Argumen ini tidak benar. Yang benar, Ibnu Taimiyah sekadar mengutip ungkapan orang lain, bukan menegaskan pendapatnya sendiri. Artinya, beliau sekadar menekankan betapa pentingnya keadilan dengan ungkapan hiperbolik (mubâlaghah), dan bukan sedang menyatakan pendapat fikihnya.
Memang Ibnu Taimiyah pernah berkata dalam kitabnya, Majmû’ al-Fatâwâ, “Sungguh manusia tidak berselisih bahwa akibat kezaliman adalah kehinaan dan akibat keadilan adalah kemuliaan. Oleh karena itu, diriwayatkan bahwa Allah akan menolong negara yang adil meski itu negara kafir, dan tak akan menolong negara yang zalim meski itu negara Mukmin. ”(Ibnu Taimiyah, Majmû’ al-Fatâwâ, XXVIII/63).

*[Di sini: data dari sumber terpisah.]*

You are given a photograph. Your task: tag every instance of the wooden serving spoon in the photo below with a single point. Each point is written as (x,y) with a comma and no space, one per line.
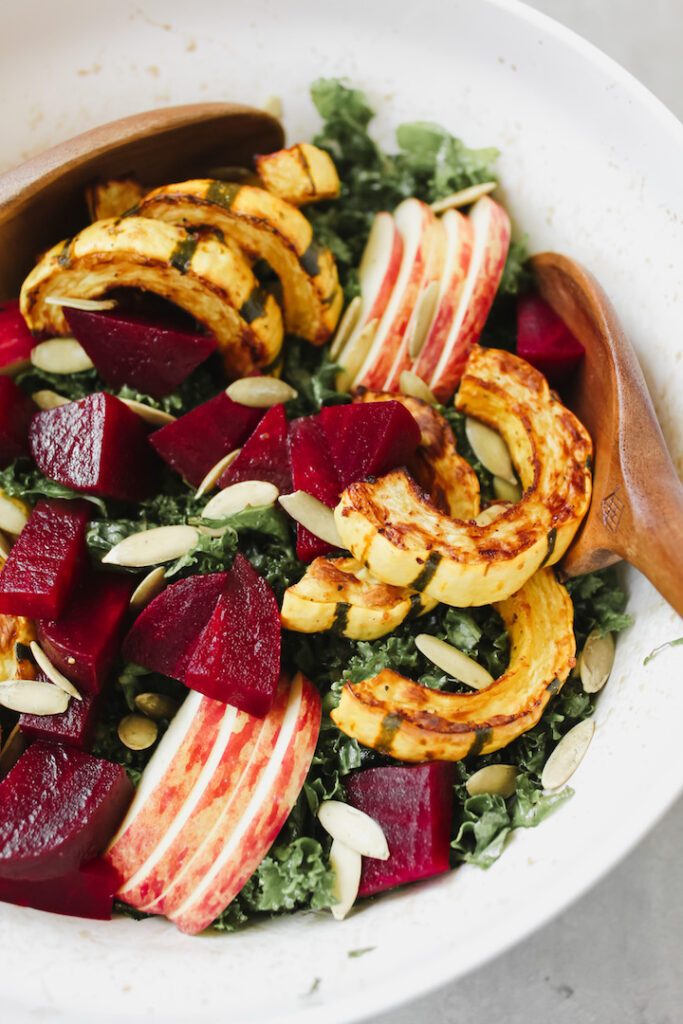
(636,511)
(42,200)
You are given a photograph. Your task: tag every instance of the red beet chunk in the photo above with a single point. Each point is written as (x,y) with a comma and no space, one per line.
(264,456)
(96,445)
(46,561)
(414,806)
(369,438)
(59,808)
(195,442)
(165,633)
(84,640)
(15,339)
(132,349)
(87,892)
(237,658)
(544,340)
(312,471)
(16,412)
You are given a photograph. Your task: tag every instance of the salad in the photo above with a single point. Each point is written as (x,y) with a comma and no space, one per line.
(294,641)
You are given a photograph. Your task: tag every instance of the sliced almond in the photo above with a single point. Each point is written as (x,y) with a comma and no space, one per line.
(464,197)
(147,589)
(596,662)
(424,314)
(498,780)
(60,355)
(150,547)
(137,732)
(52,673)
(346,865)
(157,417)
(214,474)
(450,659)
(354,828)
(489,449)
(32,696)
(312,514)
(247,494)
(260,392)
(415,387)
(347,325)
(568,754)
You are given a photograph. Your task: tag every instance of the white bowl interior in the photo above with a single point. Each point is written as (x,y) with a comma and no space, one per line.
(592,166)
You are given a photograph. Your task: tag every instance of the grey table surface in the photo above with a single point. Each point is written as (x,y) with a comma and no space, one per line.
(615,956)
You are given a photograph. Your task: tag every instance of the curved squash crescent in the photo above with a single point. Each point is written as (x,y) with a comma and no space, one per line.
(396,716)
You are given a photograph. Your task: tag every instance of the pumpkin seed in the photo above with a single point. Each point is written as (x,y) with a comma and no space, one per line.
(346,865)
(312,514)
(260,392)
(347,325)
(216,472)
(354,828)
(49,399)
(566,757)
(156,706)
(464,197)
(51,671)
(137,732)
(499,780)
(596,662)
(238,497)
(155,416)
(489,449)
(415,387)
(450,659)
(60,355)
(424,314)
(162,544)
(32,696)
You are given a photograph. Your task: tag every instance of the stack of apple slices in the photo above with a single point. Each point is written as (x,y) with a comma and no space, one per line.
(427,285)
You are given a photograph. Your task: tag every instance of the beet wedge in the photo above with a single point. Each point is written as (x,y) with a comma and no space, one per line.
(46,561)
(59,809)
(414,807)
(200,438)
(237,658)
(134,350)
(97,446)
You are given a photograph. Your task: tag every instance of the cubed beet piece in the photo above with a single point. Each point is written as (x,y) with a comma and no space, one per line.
(59,807)
(264,456)
(312,471)
(544,340)
(87,892)
(369,438)
(128,348)
(96,445)
(414,806)
(84,641)
(195,442)
(16,412)
(15,338)
(237,658)
(166,633)
(46,561)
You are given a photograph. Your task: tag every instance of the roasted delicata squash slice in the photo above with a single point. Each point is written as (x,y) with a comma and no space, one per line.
(396,716)
(265,227)
(301,174)
(203,274)
(447,478)
(391,526)
(339,595)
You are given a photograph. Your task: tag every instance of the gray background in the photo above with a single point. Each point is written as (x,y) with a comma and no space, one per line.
(616,955)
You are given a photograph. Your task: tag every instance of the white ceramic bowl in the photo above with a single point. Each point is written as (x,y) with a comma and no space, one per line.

Dari ungkapan otentik itu, secara jelas Ibnu Taimiyah telah mengutip ungkapan pihak lain, bukan menegaskan pendapatnya sendiri. Ini tampak dari perkataannya yang menggunakan kalimat pasif (majhûl), yaitu wa li-hâdza yurwa (oleh karena itu diriwayatkan). Jadi bohong jika ada klaim Ibnu Taimiyah berpendapat pemimpin kafir (atau negara kafir) boleh asalkan adil.
Ungkapan Ibnu Taimiyah tersebut dalam bahasa Arab dapat dianggap mubâlaghah, yaitu ungkapan hiperbolik(melebih-lebihkan) untuk menekankan betapa pentingnya keadilan. Ungkapanini makna harfiahnya boleh jadi tidak ada faktanya atau bertentangan dengan syariah. Ini sama dengan perintah Rasulullah saw. agar kita mendengar dan menaati pemimpin meskipun dia adalah “budak Habasyah yang rambutnya seperti kismis. ” (HR al-Bukhari no. 6273). Kata Imam Ibnu Hajar Al Asqalani, yang dimaksud “budak Habasyah” adalah “bekas budak Habasyah” sebagai ungkapan mubâlaghah karena ulama telah sepakat budak haram menjadi pemimpin. (Ibnu Hajar Al Asqalani, Fath al-Bâri, XIII/hlm. 132).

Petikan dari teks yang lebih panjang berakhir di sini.